Expectations of the world have been heightened beyond what’s realistic by parents who told children they’re special and they can do, be and have whatever they want. That may have been fine for building them up, but it left many of the generation ill-prepared to deal with a world that was having none of it. The sense of entitlement goes beyond what’s typical of adolescents and young adults in years past.
The numbers bear that out, say the likes of Jean Twenge, a professor of psychology at San Diego State University and author of Generation Me and (with W. Keith Campbell) The Narcissism Epidemic. She’s used data from more than a million young people to show there are real differences today compared to previous generations. It’s not just a matter of “kids today …”
“Almost everyone over the age of 30 – or maybe even 25 – has complained at least once about the state of youth today. They’re selfish, they’re rude, they’re spoiled, and they get away with stuff no one would ever have put up with in my day,” she says in a piece for Psychology Today.

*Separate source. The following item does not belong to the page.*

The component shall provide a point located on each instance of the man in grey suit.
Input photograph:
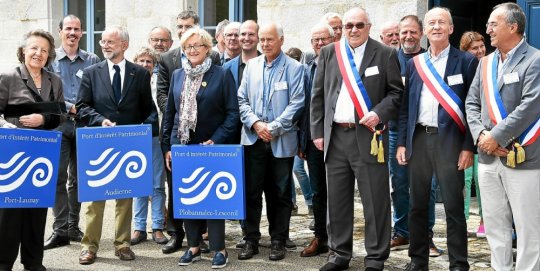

“But perhaps people have always been self-absorbed during adolescence and young adulthood, that glorious time when adult responsibilities have not yet begun.
“I heard this argument a lot when one of my studies found that narcissism is markedly higher among college students in the 2000s compared to those in the 1980s. But age can’t explain the results of these studies, because they compare people of the same age (18 to 22), but at different points in time. Maybe 18 to 22-year-olds have always been narcissistic, but 18 to 22-year-olds are now more narcissistic than 18 to 22-year-olds used to be,” notes Twenge.
Over time, researchers have used data from something called the Narcissistic Personality Inventory (NPI), which has been used for decades to look at tendencies towards narcissism in the general population, not just those labelled with an actual disorder. Of late, the number of people with such traits has grown twice as fast as in the past.
Researchers looking into data from Twenge and others find the “narcissism epidemic” began growing decades ago.
A 2018 paper by German researcher Dr. Aline Vater, for instance, found the the endorsement rate for the statement “I am an important person” has increased from 12 per cent in 1963 to 77–80 per cent in 1992 in adolescents.
“Recently published books feature more self-centered language compared with earlier publications. For instance, the personal pronouns I and me are used more frequently than we and us. Moreover, the use of narcissistic phrases such as ‘I am the greatest’ has increased between 1960 and 2008. The rise of narcissism is also reflected in more self-focused song lyrics and a stronger orientation towards fame in TV shows. These observations suggest that narcissistic expressions within individualistic cultures have become more frequent.”
This goes beyond self-esteem and assertiveness to include all of the negatives that we associate with the word narcissism. The numbers aren’t about those with actual clinical diagnoses, but about some unhealthy traits – young people, of course, aren’t alone in such behaviour, as witnessed by one Donald Trump, who is a long way from being a millennial but nonetheless epitomizes the problems with today’s self-absorption: a lack of empathy, an overly-inflated sense of self and the overstatement of talents, abilities and popularity.
It’s with such things in mind that we can judge much of what appears on social media. The selfie is part of the continuum of manufacturing an image or brand for the online world, one that in many cases matters more than the real world. In some cases, it is the reality of those posting a steady stream of information to various social media sites, all in the hope of positive feedback.
Such input elevates dopamine in your brains much like a hit from, say, drugs or drink. In that regard, it really is like an addiction. In extreme cases, it is an addiction whereby people can’t be away from their smartphones for an instant and where constant posting – with the hope of a “like” or acknowledgement – is needed to keep the good times going. It’s all about the next fix.